Comments (10)
@wattsteve @bparees @deanpeterson I'm bringing the conversation about how to best implement replication for MongoDB in containers to this spot.
[...] obviously this means the mongo replica example needs to setup replicated shards to ensure that data is not lost if a single pod fails.
@bparees, to some extent, isn't a redeploy equivalent to all pods failing in a short time frame? So it is not enough to tolerate losing a pod (with it's data replicated elsewhere), but, for what I can imagine, we need to have persistent storage for at least one replica of each shard from which we could bring all shards back on after a new deployment is rolled.
its looking like the best way to do this for now, is to not use RCs, and have curated pods that use NodeSelectors, so they are scheduled on hosts that have the right storage available.
@wattsteve, scaling up is one of the things an RC can give, but we don't really need to use that. The other aspect of having an RC is that it can work as a "supervisor" that will make sure the pods that should be running are running.
I wrote a brief note about that in the trello card for this feature. IMHO instead of deploying pods by themselves we should use OpenShift DeploymentConfigs with replicas=1 -- that's what we do in other places, like the examples we have for MySQL and PostgreSQL in which we have a single master in a DC with replicas=1.
The problem with that approach is that there's no obvious way to "synchronize" the multiple DCs to run the logic we have currently to setup the MongoDB Replica Set. The current example uses a DC post-deploy hook that will fire a run-once pod that wires together the replica set members.
I heard an idea from @mfojtik to use e.g. etcd (in yet another pod/DC) to keep the replica set info and use that to keep any and every running MongoDB replica set member configured.
Things I'd like to see in the replication example:
- Resilience to single pod failure with automatic rescheduling
- Passwords (admin & app user) can be changed via OpenShift/DeploymentConfig
- Redeployment at any time without data loss
- Usage of faster local storage wherever possible
- The example should be fully automated (via OpenShift templates), and not require users to do more than
oc new-app mongo-clustered.json
(given that some requirements are met, like the existence of suitable PVs or any other form of required storage)
Note that we don't have sharding involved in the example.
from mongodb-container.
@bparees, to some extent, isn't a redeploy equivalent to all pods failing in a short time frame?
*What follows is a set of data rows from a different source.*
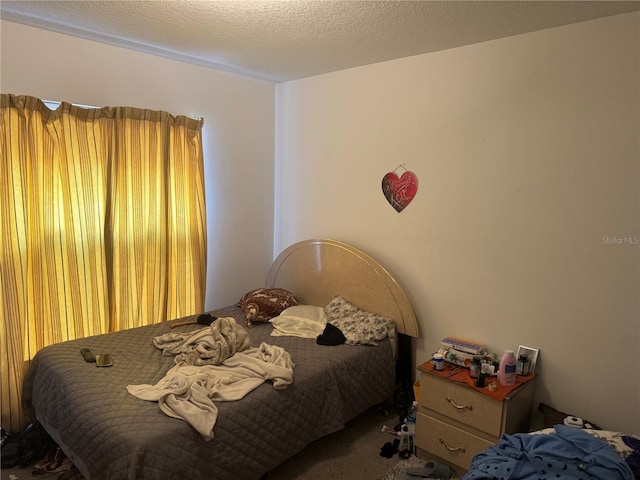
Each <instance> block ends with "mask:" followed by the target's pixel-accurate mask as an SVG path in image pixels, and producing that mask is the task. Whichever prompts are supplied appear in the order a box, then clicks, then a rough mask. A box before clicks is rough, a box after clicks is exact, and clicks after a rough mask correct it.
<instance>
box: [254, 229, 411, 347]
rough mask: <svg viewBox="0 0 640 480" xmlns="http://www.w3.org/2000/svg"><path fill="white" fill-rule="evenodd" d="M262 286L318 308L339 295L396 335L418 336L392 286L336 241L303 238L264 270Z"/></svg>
mask: <svg viewBox="0 0 640 480" xmlns="http://www.w3.org/2000/svg"><path fill="white" fill-rule="evenodd" d="M267 287H280V288H285V289H287V290H289V291H290V292H292V293H293V294H294V295H295V296H296V298H297V299H298V301H299V302H300V303H302V304H307V305H318V306H324V305H326V304H328V303H329V302H330V301H331V299H332V298H333V297H334V296H336V295H340V296H342V297H344V298H345V299H346V300H348V301H349V302H351V303H353V304H354V305H357V306H358V307H360V308H362V309H364V310H367V311H369V312H373V313H377V314H379V315H384V316H386V317H389V318H392V319H393V320H394V321H395V323H396V330H397V331H398V332H399V333H404V334H405V335H409V336H411V337H418V336H419V329H418V322H417V319H416V316H415V313H414V311H413V307H412V306H411V303H410V302H409V299H408V298H407V295H406V294H405V293H404V291H403V290H402V288H401V287H400V285H398V282H396V280H395V279H394V278H393V277H392V276H391V274H389V272H387V270H385V269H384V268H383V267H382V266H381V265H380V264H379V263H378V262H377V261H376V260H374V259H373V258H371V257H370V256H369V255H367V254H366V253H364V252H362V251H360V250H358V249H357V248H355V247H352V246H351V245H347V244H346V243H342V242H339V241H337V240H326V239H322V240H305V241H302V242H299V243H295V244H293V245H291V246H290V247H288V248H286V249H285V250H284V251H283V252H282V253H280V255H278V258H276V260H275V261H274V262H273V265H272V266H271V269H270V270H269V276H268V278H267Z"/></svg>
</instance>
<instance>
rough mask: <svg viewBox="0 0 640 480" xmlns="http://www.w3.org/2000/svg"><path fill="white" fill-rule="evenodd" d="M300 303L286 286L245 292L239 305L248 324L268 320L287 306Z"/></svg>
mask: <svg viewBox="0 0 640 480" xmlns="http://www.w3.org/2000/svg"><path fill="white" fill-rule="evenodd" d="M297 304H298V300H297V299H296V297H295V296H294V295H293V294H292V293H291V292H289V291H287V290H285V289H284V288H258V289H256V290H251V291H250V292H247V293H245V294H244V295H243V296H242V298H241V299H240V301H239V302H238V306H239V307H240V308H241V309H242V311H243V312H244V316H245V318H246V319H247V325H248V326H251V324H252V323H253V322H268V321H269V320H270V319H271V318H273V317H275V316H277V315H280V312H282V311H283V310H284V309H285V308H289V307H293V306H294V305H297Z"/></svg>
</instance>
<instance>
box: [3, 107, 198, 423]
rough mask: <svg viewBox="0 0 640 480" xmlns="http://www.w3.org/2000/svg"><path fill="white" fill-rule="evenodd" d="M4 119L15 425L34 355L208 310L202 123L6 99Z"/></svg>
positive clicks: (20, 417) (5, 312)
mask: <svg viewBox="0 0 640 480" xmlns="http://www.w3.org/2000/svg"><path fill="white" fill-rule="evenodd" d="M0 113H1V116H0V132H1V133H0V288H1V291H2V294H1V295H0V349H1V353H0V369H1V373H2V390H1V391H0V402H1V403H0V405H1V410H2V426H3V427H4V428H7V429H10V430H12V431H17V430H18V429H20V428H21V427H23V426H24V424H25V422H26V420H27V416H26V414H27V412H26V409H25V408H24V406H23V405H22V403H21V390H22V382H23V378H24V374H25V372H26V368H27V367H28V363H29V360H30V359H32V358H33V356H34V355H35V354H36V353H37V352H38V350H40V349H41V348H43V347H45V346H47V345H50V344H53V343H57V342H62V341H65V340H71V339H75V338H82V337H85V336H89V335H96V334H101V333H108V332H113V331H117V330H122V329H127V328H132V327H138V326H142V325H147V324H151V323H156V322H161V321H165V320H168V319H172V318H178V317H181V316H184V315H190V314H194V313H197V312H201V311H202V310H203V308H204V295H205V287H206V251H207V246H206V215H205V198H204V174H203V155H202V124H203V121H202V120H201V119H200V120H195V119H192V118H187V117H184V116H172V115H170V114H168V113H166V112H158V111H150V110H144V109H138V108H129V107H115V108H112V107H105V108H99V109H86V108H80V107H76V106H73V105H70V104H67V103H63V104H61V105H60V106H59V107H58V108H57V109H56V110H50V109H49V108H47V107H46V106H45V105H44V103H43V102H42V101H41V100H39V99H37V98H33V97H28V96H15V95H8V94H2V96H1V103H0ZM78 356H79V360H81V358H80V353H78Z"/></svg>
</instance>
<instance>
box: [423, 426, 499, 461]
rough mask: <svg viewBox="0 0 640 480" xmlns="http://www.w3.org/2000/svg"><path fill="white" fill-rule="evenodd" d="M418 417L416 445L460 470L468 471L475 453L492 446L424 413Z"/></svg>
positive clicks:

So it is not enough to tolerate losing a pod (with it's data replicated elsewhere), but, for what I can imagine, we need to have persistent storage for at least one replica of each shard from which we could bring all shards back on after a new deployment is rolled.
that's a deployment strategy problem. we have a rolling deployment which should be doing 1:1 replacements of pods so that it does not take the entire cluster down simultaneously.
from mongodb-container.
If we'll rely on rolling deployment, then we need a readiness probe or the like, to be able to wait until the replacement has joined the replica set before shutting down the next pod.
from mongodb-container.
If we'll rely on rolling deployment, then we need a readiness probe or the like, to be able to wait until the replacement has joined the replica set before shutting down the next pod.
sure. but that's just using the platform the way it's designed to be used. (strictly speaking you also need to wait for the new member to have completed replicating/catching up. not sure if mongo makes that distinction clear or not)
from mongodb-container.
AFAIK, depending on oplog size and # writes/sec, we can get to a point where it is impossible to fire up a new replica.
Not sure if I recall the working details correctly, but a replica starting from scratch would need to 1) do a full sync of existing data; plus 2) sync all data from when 1 started up till "now" (that needs to come from the oplog). If the oldest entry in the oplog is older than when the full sync started, replication fails.
In this kind of scenario, an online replication is impossible, or at least it used to be in the past. I heard this from MongoDB engineers several years ago in one of their events.
from mongodb-container.
At the end of the day, the solution to these problems is "disable automatic deployments and use a controlled process to roll out a new deployment, possibly including quiescing traffic".
from mongodb-container.
@rhcarvalho I acknowledge and agree with your point on the fact that RCs can provide a Singleton pattern when there is only one replica whereas standalone pods do not offer that.
To your other point about needing "persistent storage for at least one replica of each shard". I think that depends on the size of the Mongo cluster and how many replicas there are. If you have 10 ephemeral (EmptyDir) replicas for each shard, with each pod/shard replica on an independent server (i.e. a large cluster) then perhaps you have enough replicas to be safe, whereas if you have a small cluster and can only manage 1 or 2 replicas for each shard then one of those should probably be persistent. I think eventually, it would be good for us to provide the option to tune things like this.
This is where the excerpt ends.